One thing about being snowbound is that, in addition to taking long, guilt-free afternoon naps, you can find yourself frittering away even more time than usual reading junk news online. Why stop with the Daily Mail, when you can also check out the NY Daily News and the NY Post?
Why stop, indeed.
So it’s thank to all the snow that I cam e across an article in The Post that broke the news that the wedding of the century, i.e., the nuptials between Charles Manson (age 80) and his blushing bride, sweet young thing Afton Elaine Burton (she’s 27), have been called off. Apparently by Charlie.
I must say that, when I read about this proposed marriage a while back, my first thought was that there is no such thing as touching bottom.
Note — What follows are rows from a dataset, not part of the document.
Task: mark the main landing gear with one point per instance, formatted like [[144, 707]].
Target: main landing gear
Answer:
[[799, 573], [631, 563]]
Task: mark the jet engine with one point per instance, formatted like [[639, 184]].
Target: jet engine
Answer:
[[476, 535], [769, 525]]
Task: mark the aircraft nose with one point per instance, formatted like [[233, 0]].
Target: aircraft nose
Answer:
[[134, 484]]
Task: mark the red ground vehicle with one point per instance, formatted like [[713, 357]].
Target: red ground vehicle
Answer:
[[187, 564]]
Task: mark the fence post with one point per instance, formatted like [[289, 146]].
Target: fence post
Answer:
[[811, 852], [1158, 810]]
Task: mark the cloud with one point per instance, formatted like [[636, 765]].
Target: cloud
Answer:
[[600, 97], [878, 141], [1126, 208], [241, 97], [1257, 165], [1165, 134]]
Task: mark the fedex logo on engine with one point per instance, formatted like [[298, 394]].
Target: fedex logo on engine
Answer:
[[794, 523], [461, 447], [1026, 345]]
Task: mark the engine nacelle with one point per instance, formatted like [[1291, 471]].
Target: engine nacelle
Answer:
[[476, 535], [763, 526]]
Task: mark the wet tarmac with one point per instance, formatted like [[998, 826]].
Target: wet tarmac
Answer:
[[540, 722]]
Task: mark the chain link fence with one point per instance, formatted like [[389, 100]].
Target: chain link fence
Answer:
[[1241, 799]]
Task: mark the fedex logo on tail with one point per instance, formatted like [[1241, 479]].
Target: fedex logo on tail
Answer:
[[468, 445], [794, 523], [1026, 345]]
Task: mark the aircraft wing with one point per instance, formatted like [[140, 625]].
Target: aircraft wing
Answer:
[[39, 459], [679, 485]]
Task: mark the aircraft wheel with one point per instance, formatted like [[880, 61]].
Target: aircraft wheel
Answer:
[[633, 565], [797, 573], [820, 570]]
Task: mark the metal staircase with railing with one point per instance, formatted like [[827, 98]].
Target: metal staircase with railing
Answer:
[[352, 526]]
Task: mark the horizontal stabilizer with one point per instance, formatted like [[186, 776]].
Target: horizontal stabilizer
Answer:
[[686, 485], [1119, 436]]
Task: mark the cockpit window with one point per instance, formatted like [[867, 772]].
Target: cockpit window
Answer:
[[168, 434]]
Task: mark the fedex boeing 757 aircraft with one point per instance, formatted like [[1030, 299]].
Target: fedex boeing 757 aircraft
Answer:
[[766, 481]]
That just when you think you’ve plumbed the depths, a new low is found.
What, I asked myself, could this young woman possibly be thinking?
We’ve all, no doubt, seen marriages-in-the-making that we had our doubts about.
But one that involved in mass-murdering, completely insane psychopath?
Well, there was the marriage of Eva Braun and Adolf Hitler.
I guess that rests my case…
Anyway, at least according to journalist Daniel Simone, who’s shopping a new book on Manson, the Burton-Manson marriage was not so much a fine romance as it was a business opportunity for Burton:
Manson’s engagement to a woman 53 years his junior was part of a wild scheme of hers to profit by putting his body on public display after his death, says the author of an upcoming book…
Burton and a pal, Craig Hammond, planned to lay out Manson’s remains in a glass crypt, Simone says. The pair figured their bizarre California version of Lenin’s Tomb would draw huge crowds and make big money.
But Manson, 80, does not want to marry Burton and has no interest in spending eternity displayed in a glass coffin, Simone told The Post. “He’s finally realized that he’s been played for a fool,” Simone said.
Another reason the madman balked at the plan is because he believes he is immortal. “He feels he will never die,” Simone said. “Therefore, he feels it’s a stupid idea to begin with.” (Source: NY Post)
Trust Charlie Manson, that shrewd-ie, to spot a stupid idea…
But just the thought of this wedding.
Does the bride say yes to the dress? How do you honeymoon when the groom isn’t allowed a conjugal visit? Does the happy couple register at Williams Sonoma and Crate and Barrel, or are they more the Walmart types? Just what does one get for the couple that has everything, or nothing, depending on how you want to look at it.
How about a Jack and Jill shower, in which the cash gets put in Manson’s commissary account? And, while it’s too late for Manson, how about putting the money towards mental health counseling for the bride?
But back to the, errrr, business opportunity.
Sure, there is definitely an audience for such a “product” – or is it a “service”. And, since it’s the largest state, California probably has the largest segment of this audience.
But, seriously, “huge crowds?” “Big money?’
Hey, let’s do a stay-cation right here in the Golden State. We can do Knott’s Berry Farm, Fishermen’s Wharf, and Charles Manson’s Crypt.
Oh, we’ve already been to Disneyland and Grauman's Chinese. We could take the ferry to Catalina, but it might be really interesting to see Manson’s body.
Can we go to that swell Manson crypt again? Please, Mom. Please, Dad. I promise to eat my legumes and make my bed.
In terms of marketing, Burton and Hammond could make it part of an overall package.
A bus trip that includes a drive-by of Sharon Tate’s home in Benedict Canyon, and the home of the LaBiancas, too. The full day tour could take in the Spahn Ranch, the old western movie location where the Manson “Family” hung out. Maybe get one of the gang who’s out of prison – say, Squeaky Fromme – to provide a bit of insight and color.
Oh, Burton and Hammond could be on to something, that’s for sure.
Just the other day, I read an article that mentioned some Whitey Bulger memorabilia that’s for sale on eBay. All sorts of Nazi-related “souvenirs” are for sale. I remember my mother telling us that, as a kid in Chicago, she read in the news that some movie-goers who were at the Biograph Theater when the G-men managed to take down John Dillinger came out of the theater and dipped their popcorn in Dillinger’s blood.
Anyway, we all know that there are folks out there who marry for reasons other than love. Mostly those reasons are practical ones.
But this crypt exhibit idea doesn’t even pass the practical test.
What’s love got to do with it? Not much. But good sense, tastes, and common decency don’t seem to have much to do with it, either.
Am I the only one reminded of Tom Robbins’ Another Roadside Attraction? Does anybody read Tom Robbins any more?